Cardinality of minimal generating set of a module is constant

Question

Let $R$ be a commutative ring with unity and $M$ be a finitely presented module over $R$. Then how to show that for any minimal generating set $S$, the cardinality is same?

Edit: Thanks to Martin to bring into notice about $\mathbb{Z}$ case. I guess I should restrict the statement only to the modules over polynomial rings over a field. So the modified statement:

Let $R$ be a polynomial ring over a field and $M$ be a finitely presented module over $R$. Then how to show that for any minimal generating set $S$, the cardinality is same?

Answer 1

This is not true.
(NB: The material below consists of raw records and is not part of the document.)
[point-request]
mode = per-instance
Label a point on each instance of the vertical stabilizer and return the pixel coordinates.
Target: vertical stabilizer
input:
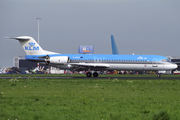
(30, 46)
(113, 45)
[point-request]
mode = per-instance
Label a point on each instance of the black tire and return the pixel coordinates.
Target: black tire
(158, 75)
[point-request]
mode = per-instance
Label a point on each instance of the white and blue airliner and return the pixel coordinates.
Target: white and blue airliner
(93, 62)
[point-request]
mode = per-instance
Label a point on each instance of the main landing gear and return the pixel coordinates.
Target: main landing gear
(89, 74)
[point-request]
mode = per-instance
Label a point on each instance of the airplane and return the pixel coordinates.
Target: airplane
(93, 62)
(113, 46)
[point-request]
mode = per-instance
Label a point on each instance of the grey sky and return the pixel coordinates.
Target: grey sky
(138, 26)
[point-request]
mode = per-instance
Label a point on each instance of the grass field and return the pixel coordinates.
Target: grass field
(107, 99)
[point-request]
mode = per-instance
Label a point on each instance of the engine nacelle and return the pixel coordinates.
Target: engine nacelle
(57, 60)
For example, $\{1\}$ and $\{2,3\}$ are minimal generating sets of the $\mathbb{Z}$-module $\mathbb{Z}$.

Answer 2

The same idea for $\mathbb{Z}$ extends to a polynomial ring over a field: for the ideal $(x) \subseteq k[x]$, $\{x\}$ and $\{x^2, x + x^2\}$ are both minimal generating sets.

In general, given a generating set for an ideal $I$, say $I = (a_1, \ldots, a_n)$, one cannot conclude that $I$ can be generated by a proper subset of the $a_i$, even if $I$ is known to be principal (and even if the ring is a PID).